Top CPS Official Bows Out As Latino Leaders Turn Up The Heat

AI Assisted Icon
Published on April 03, 2026
Top CPS Official Bows Out As Latino Leaders Turn Up The HeatSource: X/CPS - Chicago Public Schools

Alfonso Carmona, Chicago Public Schools' acting chief education officer and a Colombian immigrant who has spent more than two decades in the district, is stepping away from CPS, with Friday set as his last day on the job. Carmona has accepted a superintendent role in Lake County that starts in July. His exit lands right in the middle of an escalating push from a coalition of board members, elected officials and community groups demanding more Latino leadership in the district’s upper ranks to match a student body that is nearly half Latino.

According to the Chicago Tribune, Carmona, a 21-year CPS veteran who previously served as chief portfolio officer and a network chief, confirmed that he is leaving and is credited with helping craft the district’s five-year strategic plan and steering its academic strategy. The Tribune also notes that Nicole Milberg is leaving her role as chief of teaching and learning, part of a broader wave of central-office turnover.

Carmona’s next stop will be in the northern suburbs. He was selected last fall as the incoming superintendent of Grayslake Community Consolidated School District 46, a K-8 district in Lake County, with his contract beginning in July, according to the Daily Herald. The paper reports that the hire came after a national search and was approved by the District 46 board.

Leadership and representation

As Carmona prepares to leave, pressure is rising on CPS leadership over who comes next. A coalition of board members, elected officials and community groups has sent a letter urging CEO Macquline King to appoint qualified Latino leaders to her executive team. Eight of the city’s 10 elected board members signed that appeal, the Tribune reports.

Board members quoted in the Tribune warned that the timing and process of these high-profile personnel decisions could have ripple effects. Angel Velez cautioned that prioritizing certain demands now “could create a sense of competition between communities,” while Jason Grissom said that constant churn at the top can chip away at institutional knowledge.

What the numbers say

The district lists 316,224 students on its 2025-26 20th-day enrollment, with Latinx students making up about 46% and Black students about 34% of the total, according to Chicago Public Schools. Those numbers sit at the heart of the calls for executive-level hires who look like and come from the communities the system serves.

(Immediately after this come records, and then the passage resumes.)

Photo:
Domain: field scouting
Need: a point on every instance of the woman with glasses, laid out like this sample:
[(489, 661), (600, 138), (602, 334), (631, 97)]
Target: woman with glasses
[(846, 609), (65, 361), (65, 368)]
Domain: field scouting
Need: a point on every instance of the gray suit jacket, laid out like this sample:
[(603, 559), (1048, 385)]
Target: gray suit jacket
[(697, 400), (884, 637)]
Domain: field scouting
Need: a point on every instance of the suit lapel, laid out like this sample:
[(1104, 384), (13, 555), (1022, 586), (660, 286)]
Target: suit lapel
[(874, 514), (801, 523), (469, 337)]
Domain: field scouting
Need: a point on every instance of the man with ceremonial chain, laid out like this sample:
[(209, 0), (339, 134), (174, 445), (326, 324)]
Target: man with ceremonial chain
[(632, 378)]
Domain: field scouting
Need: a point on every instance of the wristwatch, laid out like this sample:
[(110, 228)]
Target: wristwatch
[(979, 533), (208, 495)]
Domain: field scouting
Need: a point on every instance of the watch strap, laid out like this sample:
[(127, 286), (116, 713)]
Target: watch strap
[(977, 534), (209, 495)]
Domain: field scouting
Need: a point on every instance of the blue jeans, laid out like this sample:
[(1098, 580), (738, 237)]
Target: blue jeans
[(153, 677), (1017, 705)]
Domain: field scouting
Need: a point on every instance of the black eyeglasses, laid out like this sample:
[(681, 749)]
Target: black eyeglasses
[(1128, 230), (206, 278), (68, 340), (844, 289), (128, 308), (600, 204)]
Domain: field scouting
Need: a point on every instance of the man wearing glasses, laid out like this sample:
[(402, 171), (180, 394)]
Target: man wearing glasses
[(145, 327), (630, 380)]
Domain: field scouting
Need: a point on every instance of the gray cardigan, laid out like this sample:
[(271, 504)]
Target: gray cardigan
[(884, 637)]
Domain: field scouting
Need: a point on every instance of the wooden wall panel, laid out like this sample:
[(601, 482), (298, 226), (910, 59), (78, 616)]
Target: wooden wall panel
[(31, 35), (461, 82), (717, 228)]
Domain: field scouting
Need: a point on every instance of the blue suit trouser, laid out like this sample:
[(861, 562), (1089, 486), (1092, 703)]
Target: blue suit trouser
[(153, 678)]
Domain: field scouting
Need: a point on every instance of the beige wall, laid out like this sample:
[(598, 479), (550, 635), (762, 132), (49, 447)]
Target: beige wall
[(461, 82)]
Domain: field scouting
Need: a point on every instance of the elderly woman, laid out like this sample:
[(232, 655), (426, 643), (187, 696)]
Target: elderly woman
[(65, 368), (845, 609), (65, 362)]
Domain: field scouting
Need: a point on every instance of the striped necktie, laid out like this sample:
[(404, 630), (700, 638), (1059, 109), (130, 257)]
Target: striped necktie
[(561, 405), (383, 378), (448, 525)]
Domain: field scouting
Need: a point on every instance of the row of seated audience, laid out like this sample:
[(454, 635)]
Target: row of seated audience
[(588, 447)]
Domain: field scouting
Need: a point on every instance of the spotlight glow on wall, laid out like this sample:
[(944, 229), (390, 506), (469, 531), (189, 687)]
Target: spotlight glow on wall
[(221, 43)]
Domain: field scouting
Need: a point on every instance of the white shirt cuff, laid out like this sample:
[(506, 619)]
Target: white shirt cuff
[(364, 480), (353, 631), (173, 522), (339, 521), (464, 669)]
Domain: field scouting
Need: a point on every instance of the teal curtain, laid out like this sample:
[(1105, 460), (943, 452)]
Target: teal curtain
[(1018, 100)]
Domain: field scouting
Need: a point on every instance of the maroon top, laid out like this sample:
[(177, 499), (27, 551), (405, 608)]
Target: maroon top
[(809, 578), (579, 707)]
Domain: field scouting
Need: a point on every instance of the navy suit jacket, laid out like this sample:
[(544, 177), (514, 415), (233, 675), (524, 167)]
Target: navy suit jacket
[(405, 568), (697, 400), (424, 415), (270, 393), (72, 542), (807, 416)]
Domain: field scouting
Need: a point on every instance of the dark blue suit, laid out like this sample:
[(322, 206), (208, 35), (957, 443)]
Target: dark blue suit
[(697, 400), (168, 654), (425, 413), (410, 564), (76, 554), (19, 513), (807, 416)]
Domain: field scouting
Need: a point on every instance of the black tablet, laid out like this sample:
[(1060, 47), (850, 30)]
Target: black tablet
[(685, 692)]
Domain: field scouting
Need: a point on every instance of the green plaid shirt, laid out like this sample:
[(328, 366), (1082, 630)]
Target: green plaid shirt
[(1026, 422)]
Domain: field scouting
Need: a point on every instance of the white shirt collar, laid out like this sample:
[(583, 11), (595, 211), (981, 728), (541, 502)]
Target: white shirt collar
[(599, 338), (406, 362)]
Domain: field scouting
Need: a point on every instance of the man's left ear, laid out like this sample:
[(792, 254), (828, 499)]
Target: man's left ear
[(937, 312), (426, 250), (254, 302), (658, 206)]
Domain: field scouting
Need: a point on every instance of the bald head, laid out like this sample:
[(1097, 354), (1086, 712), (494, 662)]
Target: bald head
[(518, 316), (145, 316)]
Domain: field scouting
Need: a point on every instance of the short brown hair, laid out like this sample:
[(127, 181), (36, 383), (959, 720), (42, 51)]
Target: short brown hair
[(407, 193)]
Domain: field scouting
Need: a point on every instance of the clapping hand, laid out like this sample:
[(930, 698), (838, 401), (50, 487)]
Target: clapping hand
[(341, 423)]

Budget squeeze complicates hires

Money troubles are looming over all of this. Axios reports the district is staring down a projected $520 million shortfall in the near term, a gap that is likely to influence decisions on staffing and contracts across the board. At the same time, the Board approved Macquline King’s three-year contract, effective July 1, as an attempt to provide steadier leadership while CPS navigates those financial headwinds, according to WTTW.

For now, district leaders and community advocates agree on the basic marching orders: move quickly enough on replacements to keep schools steady, and show through key appointments that the central office reflects the students it serves. How King threads the needle between representation and budget reality will help set CPS’s course heading into the new school year.